Madame Lucas aimerait aménager sa fin de carrière. Elle fait étudier par sa caisse, la possibilité de prendre sa retraite anticipée pour carrière longue entre 60 et 62 ans. Pour cela il lui faudrait 169 trimestres cotisés. Or, elle ne remplit pas cette condition car les trimestres de majoration pour enfant ne sont pas considérés comme étant cotisés.

L’intervention de Neovia

Le déroulé de carrière de Madame Lucas est linéaire. Elle n’a connu qu’un seul statut : celui de salarié. Son conseiller retraite NEOVIA relève quelques anomalies mineures sur son relevé de carrière et avec les justificatifs collectés auprès d’elle fait opérer les régularisations nécessaires. L’important dans son dossier est de trouver la meilleure solution pour répondre à son désir de travailler à hauteur de 60% d’un temps plein, c’est-à-dire 21 heures par semaine dans son entreprise qui applique les 35 heures.

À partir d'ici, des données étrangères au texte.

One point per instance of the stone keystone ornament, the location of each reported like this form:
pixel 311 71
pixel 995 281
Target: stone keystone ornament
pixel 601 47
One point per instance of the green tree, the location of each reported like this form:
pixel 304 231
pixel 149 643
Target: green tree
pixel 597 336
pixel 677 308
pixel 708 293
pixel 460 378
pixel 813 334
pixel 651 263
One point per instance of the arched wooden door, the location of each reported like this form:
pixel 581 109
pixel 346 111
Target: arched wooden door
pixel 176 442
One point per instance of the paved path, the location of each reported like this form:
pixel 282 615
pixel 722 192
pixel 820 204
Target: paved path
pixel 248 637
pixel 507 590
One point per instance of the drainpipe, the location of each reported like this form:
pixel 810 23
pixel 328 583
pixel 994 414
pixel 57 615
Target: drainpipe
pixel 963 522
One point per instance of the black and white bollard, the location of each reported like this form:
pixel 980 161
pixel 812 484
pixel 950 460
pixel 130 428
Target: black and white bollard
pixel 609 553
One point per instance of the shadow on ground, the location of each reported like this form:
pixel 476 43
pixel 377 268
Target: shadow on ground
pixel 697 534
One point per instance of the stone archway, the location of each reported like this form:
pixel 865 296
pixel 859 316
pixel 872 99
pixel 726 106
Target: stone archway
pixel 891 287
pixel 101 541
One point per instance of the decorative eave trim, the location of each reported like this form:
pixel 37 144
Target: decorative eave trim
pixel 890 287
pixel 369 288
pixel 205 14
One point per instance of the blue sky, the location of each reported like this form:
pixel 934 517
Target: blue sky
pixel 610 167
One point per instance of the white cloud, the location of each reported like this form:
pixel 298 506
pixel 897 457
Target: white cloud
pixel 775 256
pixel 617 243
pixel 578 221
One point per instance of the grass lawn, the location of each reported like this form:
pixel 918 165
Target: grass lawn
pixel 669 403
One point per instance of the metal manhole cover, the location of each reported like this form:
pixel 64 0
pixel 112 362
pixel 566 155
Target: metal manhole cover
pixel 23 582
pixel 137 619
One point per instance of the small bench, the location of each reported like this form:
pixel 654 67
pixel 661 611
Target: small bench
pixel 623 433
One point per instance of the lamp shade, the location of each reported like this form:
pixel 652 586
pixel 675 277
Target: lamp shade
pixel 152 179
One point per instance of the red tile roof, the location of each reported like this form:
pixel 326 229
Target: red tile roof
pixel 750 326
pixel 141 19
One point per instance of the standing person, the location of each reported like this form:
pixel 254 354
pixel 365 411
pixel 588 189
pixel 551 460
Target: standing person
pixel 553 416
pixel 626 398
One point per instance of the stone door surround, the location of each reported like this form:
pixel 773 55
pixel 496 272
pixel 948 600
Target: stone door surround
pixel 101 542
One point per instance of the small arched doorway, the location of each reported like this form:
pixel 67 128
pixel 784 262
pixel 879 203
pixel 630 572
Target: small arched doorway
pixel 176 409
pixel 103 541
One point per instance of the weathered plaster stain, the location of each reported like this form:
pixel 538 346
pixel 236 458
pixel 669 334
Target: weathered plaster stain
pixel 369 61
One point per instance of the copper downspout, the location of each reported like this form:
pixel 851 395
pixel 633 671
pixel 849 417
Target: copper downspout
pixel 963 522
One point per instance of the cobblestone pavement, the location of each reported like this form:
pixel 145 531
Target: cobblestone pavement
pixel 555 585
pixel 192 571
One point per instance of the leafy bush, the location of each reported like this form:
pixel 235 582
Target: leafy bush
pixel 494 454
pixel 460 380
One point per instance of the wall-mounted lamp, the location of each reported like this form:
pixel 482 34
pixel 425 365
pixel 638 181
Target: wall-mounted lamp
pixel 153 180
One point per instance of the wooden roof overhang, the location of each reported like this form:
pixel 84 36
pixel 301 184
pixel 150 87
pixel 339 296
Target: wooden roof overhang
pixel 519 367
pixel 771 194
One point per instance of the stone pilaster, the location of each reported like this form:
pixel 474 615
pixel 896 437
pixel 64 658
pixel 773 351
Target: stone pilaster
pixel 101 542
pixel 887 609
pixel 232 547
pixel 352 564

Le conseiller retraite de NEOVIA explore la piste de la retraite progressive. Il s’agirait alors pour Madame Lucas de réduire son temps de travail et d’obtenir une portion de ses retraites de base et complémentaire. Le cumul des deux – retraites et salaires – permet de réduire la perte de revenus.

La première étape est de s’assurer que Madame Lucas remplit les conditions pour accéder au dispositif. Il est ouvert à partir de 60 ans à celles et ceux justifiant au moins 150 trimestres. Il implique, en outre, de travailler à temps partiel pour une durée comprise entre 40 et 80% du temps plein pratiqué dans l’entreprise (entre 14 et 28 heures dans une entreprise aux 35 heures). Madame Lucas coche toutes les cases et pourrait prendre sa retraite progressive à partir de 60 ans (au 01/04/2024).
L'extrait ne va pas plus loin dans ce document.